Fig. 1 Banques centrales : les anticipations de taux directeurs pour cette année nous semblent enfin assez raisonnables

Les anticipations de taux directeurs pour la Fed ont rebondi depuis leur point bas de mi-mars, lorsque les craintes sur les banques régionales étaient à leur maximum. Elles se sont stabilisés depuis fin mai, la surprise à la hausse sur l’emploi étant compensée par la baisse des indicateurs de conjonctures en mai (surtout l’ISM services).
Pour la Zone Euro, les anticipations de taux de la BCE sont assez stables depuis mi-avril, les signes de persistance des tensions sur les prix des services et l’emploi ayant compensé les premiers signes d’affaiblissement de la croissance en mai.
Au total, les anticipations du marché pour les taux directeurs des deux grandes banques centrales sont en ligne avec notre scénario pour la fin de l’année, anticipant un taux de la Fed stable à 5,1% et un taux de la BCE 50pb au-dessus de son niveau actuel à 3,75%.


Fig. 2 Etats-Unis : la Fed devrait faire une pause cette semaine mais le risque sur les taux directeurs reste haussiers

Comme le marché, nous anticipons que la Fed va laisser ses taux inchangés cette semaine après 10 hausses consécutives. Alors que les marchés anticipaient des baisses de taux rapides de la Fed à partir de cet été depuis plusieurs mois, ils intègrent désormais des risques de hausses de taux supplémentaires : 30% de chance d’une hausse cette semaine, 80% de chance d’une hausse d’ici juillet. Il nous semble qu’une hausse de taux cette semaine est peu probable, même si cela ne peut être écarté surtout avant la publication demain de l’inflation pour mai. Au contraire, une reprise des hausses de taux en juillet voire en septembre est un risque significatif selon nous, en particulier si l’emploi et l’inflation sous-jacente ne commencent pas ralentir plus nettement d’ici là. Ce risque pourrait être mis en avant par Powell dans sa conférence de presse et par la mise à jour des prévisions des membres de la Fed. En effet, il suffirait que seulement 2 des 18 membres du FOMC prévoient désormais une hausse de taux supplémentaires pour que la médiane des anticipations indique un taux directeur supérieur à la fin de l’année. Or plusieurs membres du FOMC ont indiqué récemment être préoccupés par l’absence de ralentissement de l’inflation sous-jacente depuis le début de l’année.
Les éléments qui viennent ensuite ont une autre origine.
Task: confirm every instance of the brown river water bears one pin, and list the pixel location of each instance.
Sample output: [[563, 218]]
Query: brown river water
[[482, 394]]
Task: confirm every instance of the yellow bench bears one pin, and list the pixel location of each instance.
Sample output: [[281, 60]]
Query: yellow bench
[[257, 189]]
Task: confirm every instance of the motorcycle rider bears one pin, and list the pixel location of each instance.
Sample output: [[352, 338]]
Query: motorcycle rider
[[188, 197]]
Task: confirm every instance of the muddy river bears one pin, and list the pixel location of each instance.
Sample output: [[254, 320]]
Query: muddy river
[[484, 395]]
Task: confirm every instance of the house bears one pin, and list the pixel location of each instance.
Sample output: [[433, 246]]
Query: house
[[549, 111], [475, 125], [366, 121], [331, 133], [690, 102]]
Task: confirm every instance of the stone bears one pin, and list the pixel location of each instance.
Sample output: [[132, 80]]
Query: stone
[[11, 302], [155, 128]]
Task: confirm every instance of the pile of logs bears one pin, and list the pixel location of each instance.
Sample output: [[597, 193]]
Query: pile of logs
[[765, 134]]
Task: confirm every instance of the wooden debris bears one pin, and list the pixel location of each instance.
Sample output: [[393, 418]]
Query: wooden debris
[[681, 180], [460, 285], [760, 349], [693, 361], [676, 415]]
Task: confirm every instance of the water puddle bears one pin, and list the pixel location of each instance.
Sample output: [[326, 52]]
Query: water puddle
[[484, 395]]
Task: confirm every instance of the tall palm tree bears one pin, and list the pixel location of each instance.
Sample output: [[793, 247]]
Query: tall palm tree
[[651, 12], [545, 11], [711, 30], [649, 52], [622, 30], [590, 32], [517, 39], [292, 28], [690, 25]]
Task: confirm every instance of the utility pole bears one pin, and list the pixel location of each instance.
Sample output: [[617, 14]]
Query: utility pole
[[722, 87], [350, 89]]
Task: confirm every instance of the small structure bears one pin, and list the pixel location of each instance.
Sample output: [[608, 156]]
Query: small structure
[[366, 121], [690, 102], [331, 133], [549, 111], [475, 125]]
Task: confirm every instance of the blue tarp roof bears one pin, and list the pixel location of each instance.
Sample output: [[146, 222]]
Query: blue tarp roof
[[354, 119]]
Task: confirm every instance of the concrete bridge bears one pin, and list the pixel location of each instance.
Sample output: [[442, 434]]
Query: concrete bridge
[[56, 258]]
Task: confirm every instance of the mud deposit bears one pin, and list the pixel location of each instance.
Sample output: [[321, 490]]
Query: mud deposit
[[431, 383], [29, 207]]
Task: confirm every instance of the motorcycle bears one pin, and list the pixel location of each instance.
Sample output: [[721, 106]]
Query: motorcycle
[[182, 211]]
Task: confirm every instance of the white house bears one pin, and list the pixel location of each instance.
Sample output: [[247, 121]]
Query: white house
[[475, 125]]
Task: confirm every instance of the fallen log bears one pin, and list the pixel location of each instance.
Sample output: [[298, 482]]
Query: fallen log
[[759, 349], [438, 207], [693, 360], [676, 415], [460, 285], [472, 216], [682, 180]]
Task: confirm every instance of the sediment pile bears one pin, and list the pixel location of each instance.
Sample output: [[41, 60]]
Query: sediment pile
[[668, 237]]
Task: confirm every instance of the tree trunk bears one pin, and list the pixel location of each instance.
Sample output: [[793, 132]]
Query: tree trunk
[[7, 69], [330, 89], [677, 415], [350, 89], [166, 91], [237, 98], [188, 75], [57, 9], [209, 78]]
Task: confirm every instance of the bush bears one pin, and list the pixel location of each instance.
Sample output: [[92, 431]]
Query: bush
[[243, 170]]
Fig. 3 Zone Euro : La BCE n’en a pas fini avec les hausses de taux, avec une nouvelle hausse anticipée pour cette semaine

Pour la BCE, une nouvelle hausse de taux cette semaine est quasi certaine pour nous comme pour les marchés. C’est en ligne avec la grande majorité des discours des membres de la BCE qui ont rappelé qu’il restait du chemin à parcourir dans ce cycle de hausses des taux. Lagarde, tout en insistant sur le fait que la suite serait fonction des données (« data dependent»), devrait maintenir un discours dur qui suggérerait que les hausses de taux ne sont pas tout à fait terminées. Si la baisse des indicateurs d’activité et le ralentissement plus fort qu’attendu de l’inflation en mai pourraient pousser la BCE à être plus prudente, nous pensons que les craintes sur l’inflation et sur les anticipations d’inflation devraient la pousser à rester dure.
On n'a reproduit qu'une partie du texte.